Within OneFS, SSD node pools in F series all-flash nodes always use 8KB inodes. For hybrid and archive platforms, the HDD node pools are either 512 bytes or 8KB in size, and this is determined by the physical and logical block size of the hard drives or SSDs in a node pool.

There are three different styles of drive formatting used in OneFS nodes, depending on the manufacturer’s specifications:

Drive Formatting	Characteristics
Native 4Kn (native)	A native 4Kn drive has both a physical and logical block size of 4096B.
512n (native)	A drive that has both physical and logical size of 512 is a native 512B drive.
512e (emulated)	A 512e (512 byte-emulated) drive has a physical block size of 4096, but a logical block size of 512B.

If the drives in a cluster’s nodepool are native 4Kn formatted, by default the inodes on this nodepool will be 8KB in size. Alternatively, if the drives are 512e formatted, then inodes by default will be 512B in size. However, they can also be reconfigured to 8KB in size if the ‘force-8k-inodes’ setting is set to true.
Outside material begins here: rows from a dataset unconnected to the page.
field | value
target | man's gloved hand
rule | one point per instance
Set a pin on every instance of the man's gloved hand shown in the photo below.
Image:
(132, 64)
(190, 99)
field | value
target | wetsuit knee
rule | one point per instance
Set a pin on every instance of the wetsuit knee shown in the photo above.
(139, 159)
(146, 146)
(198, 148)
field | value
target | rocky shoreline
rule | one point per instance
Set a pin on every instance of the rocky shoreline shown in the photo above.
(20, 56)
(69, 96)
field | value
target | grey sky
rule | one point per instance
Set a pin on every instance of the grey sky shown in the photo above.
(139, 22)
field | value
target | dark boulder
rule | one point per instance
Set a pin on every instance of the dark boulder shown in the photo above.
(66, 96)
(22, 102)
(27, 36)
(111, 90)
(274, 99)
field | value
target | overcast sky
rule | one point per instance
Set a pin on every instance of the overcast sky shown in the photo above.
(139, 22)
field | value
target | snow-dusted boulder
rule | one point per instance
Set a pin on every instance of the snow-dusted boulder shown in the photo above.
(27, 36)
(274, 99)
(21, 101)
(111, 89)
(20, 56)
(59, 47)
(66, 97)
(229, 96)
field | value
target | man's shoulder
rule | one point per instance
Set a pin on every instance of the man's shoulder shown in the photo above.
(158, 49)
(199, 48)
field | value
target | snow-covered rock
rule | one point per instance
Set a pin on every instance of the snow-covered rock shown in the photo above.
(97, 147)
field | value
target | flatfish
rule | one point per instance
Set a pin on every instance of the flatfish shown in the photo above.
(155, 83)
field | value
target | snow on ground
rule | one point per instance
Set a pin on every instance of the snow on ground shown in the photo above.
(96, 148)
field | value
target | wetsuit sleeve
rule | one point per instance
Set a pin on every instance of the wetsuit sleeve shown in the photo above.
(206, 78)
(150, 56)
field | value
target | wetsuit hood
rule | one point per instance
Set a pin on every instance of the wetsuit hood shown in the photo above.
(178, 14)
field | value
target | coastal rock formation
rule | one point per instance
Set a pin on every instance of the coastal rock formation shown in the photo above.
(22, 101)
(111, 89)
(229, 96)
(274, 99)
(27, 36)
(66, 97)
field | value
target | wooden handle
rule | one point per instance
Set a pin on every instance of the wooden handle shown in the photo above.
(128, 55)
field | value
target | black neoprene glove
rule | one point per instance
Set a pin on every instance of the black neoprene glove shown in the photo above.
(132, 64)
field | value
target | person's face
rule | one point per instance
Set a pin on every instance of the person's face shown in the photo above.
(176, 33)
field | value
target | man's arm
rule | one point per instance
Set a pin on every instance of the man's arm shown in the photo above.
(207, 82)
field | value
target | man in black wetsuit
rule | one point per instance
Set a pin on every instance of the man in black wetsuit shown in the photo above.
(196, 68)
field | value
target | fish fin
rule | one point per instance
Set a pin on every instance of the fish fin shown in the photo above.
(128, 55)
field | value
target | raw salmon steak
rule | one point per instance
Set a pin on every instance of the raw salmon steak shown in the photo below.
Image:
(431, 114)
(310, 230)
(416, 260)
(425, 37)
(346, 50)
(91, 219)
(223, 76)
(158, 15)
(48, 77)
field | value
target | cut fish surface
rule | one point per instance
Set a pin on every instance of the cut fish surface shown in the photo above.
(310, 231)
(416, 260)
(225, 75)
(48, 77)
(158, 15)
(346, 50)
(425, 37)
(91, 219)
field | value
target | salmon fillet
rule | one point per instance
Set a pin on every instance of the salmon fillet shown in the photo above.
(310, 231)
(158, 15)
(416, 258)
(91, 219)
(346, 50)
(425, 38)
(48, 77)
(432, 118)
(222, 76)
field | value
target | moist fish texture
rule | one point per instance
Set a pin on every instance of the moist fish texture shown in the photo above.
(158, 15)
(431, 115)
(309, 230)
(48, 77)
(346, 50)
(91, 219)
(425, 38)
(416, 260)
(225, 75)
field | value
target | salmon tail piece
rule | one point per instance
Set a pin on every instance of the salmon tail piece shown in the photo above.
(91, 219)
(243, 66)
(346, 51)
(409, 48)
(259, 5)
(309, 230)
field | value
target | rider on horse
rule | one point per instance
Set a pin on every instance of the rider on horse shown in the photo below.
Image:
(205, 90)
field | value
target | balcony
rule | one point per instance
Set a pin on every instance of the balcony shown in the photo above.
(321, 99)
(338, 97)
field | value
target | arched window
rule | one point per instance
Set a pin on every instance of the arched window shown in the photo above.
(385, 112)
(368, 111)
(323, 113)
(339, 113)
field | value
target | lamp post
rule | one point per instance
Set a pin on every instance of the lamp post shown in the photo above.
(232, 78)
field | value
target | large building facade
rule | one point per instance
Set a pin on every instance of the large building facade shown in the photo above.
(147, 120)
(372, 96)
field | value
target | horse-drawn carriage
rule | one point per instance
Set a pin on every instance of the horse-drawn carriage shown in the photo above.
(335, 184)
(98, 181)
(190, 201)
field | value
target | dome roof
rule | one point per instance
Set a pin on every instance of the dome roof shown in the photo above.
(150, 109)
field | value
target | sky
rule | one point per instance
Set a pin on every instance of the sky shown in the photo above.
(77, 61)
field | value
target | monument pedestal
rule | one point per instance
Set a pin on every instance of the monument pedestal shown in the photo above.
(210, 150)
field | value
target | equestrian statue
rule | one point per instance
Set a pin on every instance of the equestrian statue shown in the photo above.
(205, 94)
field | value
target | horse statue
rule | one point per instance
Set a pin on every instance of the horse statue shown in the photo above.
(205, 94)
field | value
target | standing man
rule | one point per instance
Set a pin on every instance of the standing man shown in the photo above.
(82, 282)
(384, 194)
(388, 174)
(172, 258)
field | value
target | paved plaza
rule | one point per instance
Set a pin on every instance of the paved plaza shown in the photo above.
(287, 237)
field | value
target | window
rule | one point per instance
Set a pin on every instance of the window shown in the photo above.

A OneFS inode is composed of several sections. These include:

A static area, which is typically 134 bytes in size and contains fixed-width, commonly used attributes like POSIX mode bits, owner, and file size.
Next, the regular inode contains a metatree cache, which is used to translate a file operation directly into the appropriate protection group. However, for inline inodes, the metatree is no longer required, so data is stored directly in this area instead.
Following this is a preallocated dynamic inode area where the primary attributes, such as OneFS ACLs, protection policies, embedded B+ Tree roots, timestamps, and so on, are cached.
And lastly a sector where the IDI checksum code is stored.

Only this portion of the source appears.